A prospective renter who really isn’t interested will not bother objecting to anything, but just politely go through the motions of looking and then leave. Recently, a question came up about overcoming objections when there doesn’t seem to be a solution:
Question: We don’t have any “extras” at our community and our apartments don’t even come with washers and dryers. How can I deal with objections that pertain to features and benefits that our community just doesn’t have?
Answer: Having a thorough knowledge of your community, the local neighborhood and also your competition will give you the ability to meet objections head on. This will also enable you to anticipate objections and in some cases, deal with them before your prospective renters bring them up.
If you are leasing at a smaller community with no recreational facilities and the majority of your prospective renters are seeking an exercise facility, then make an arrangement with a local gym or health club in order to obtain a discount membership for your residents. You could offer your neighborhood fitness center free advertising in your newsletter and/or new resident packet, in exchange for the discount.
If you have limited storage space at your community, you could work out the same type of a deal with a public mini storage facility in your area.
If your are receiving objections or complaints about certain aspects of the apartment interior, then be honest about the situation and offer a solution that your prospective renter can live with.

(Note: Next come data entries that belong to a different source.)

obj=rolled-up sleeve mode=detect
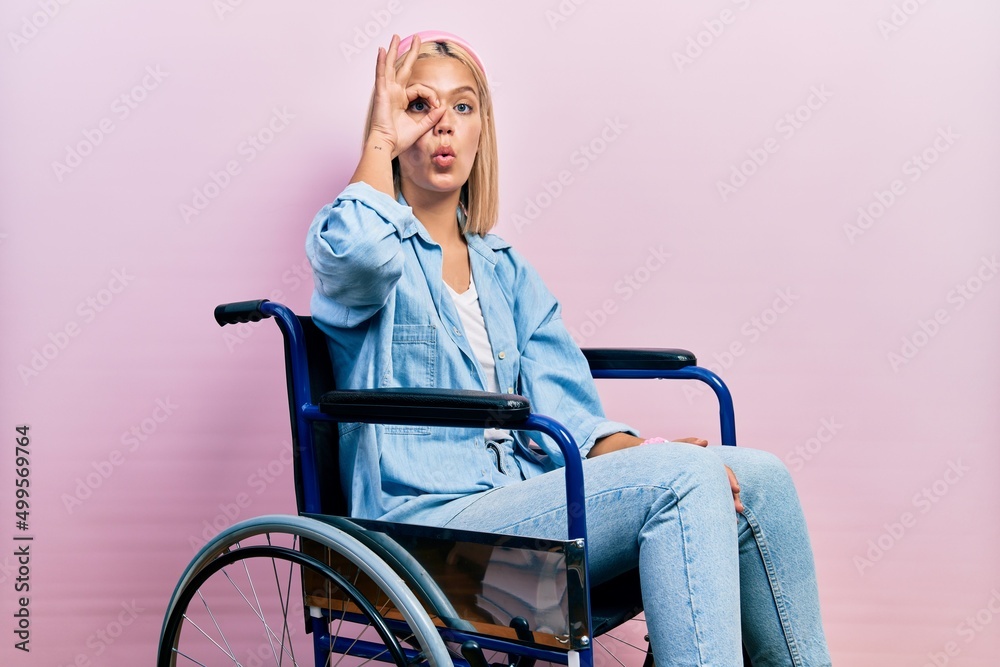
[306,183,412,326]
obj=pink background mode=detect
[0,0,1000,667]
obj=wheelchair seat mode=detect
[158,300,735,667]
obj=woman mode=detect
[307,28,830,667]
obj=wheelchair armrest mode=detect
[215,299,270,327]
[318,387,531,428]
[583,347,698,371]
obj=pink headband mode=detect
[397,30,486,75]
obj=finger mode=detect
[394,35,420,82]
[385,34,399,82]
[726,466,743,512]
[375,46,386,90]
[671,438,708,447]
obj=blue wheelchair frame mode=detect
[215,300,736,667]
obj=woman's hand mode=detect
[671,438,743,512]
[366,35,445,157]
[587,433,743,512]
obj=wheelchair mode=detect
[157,299,736,667]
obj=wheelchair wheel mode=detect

During a past apartment tour, I noticed the carpeting was not in great shape; it was clean but had a worn appearance and a rather large, obvious stain right in the middle of the living room. While I expressed my delight over the size of the apartment and its other positive attributes, I let the leasing person know that I was disappointed in the condition of the carpet. I asked what could be done about it. The consultant was very straightforward and honest with me. She agreed that she would not want to live with that stain either. However, they just did not have money in their budget at this time to do a carpet replacement. As a solution, she offered to give mea $100 “carpet allowance.” She told me I could use the money to buy and area rug that would match my furniture and place it over the stain. She said, “I know it’s not new carpet, but you will get a new rug and then you won’t even know the stain is there.”
When it comes to creatively overcoming objections, the challenge is to focus on what you can change and not dwell on circumstances that are beyond your control. Maintaining a positive attitude and being realistic about what you honestly can and cannot offer will go a long way in earning the respect and trust of your prospective renters.
REMEMBER: Overcoming objections is the key to changing a prospective renter into a resident. HOW you creatively “turn the key” is entirely up to YOU!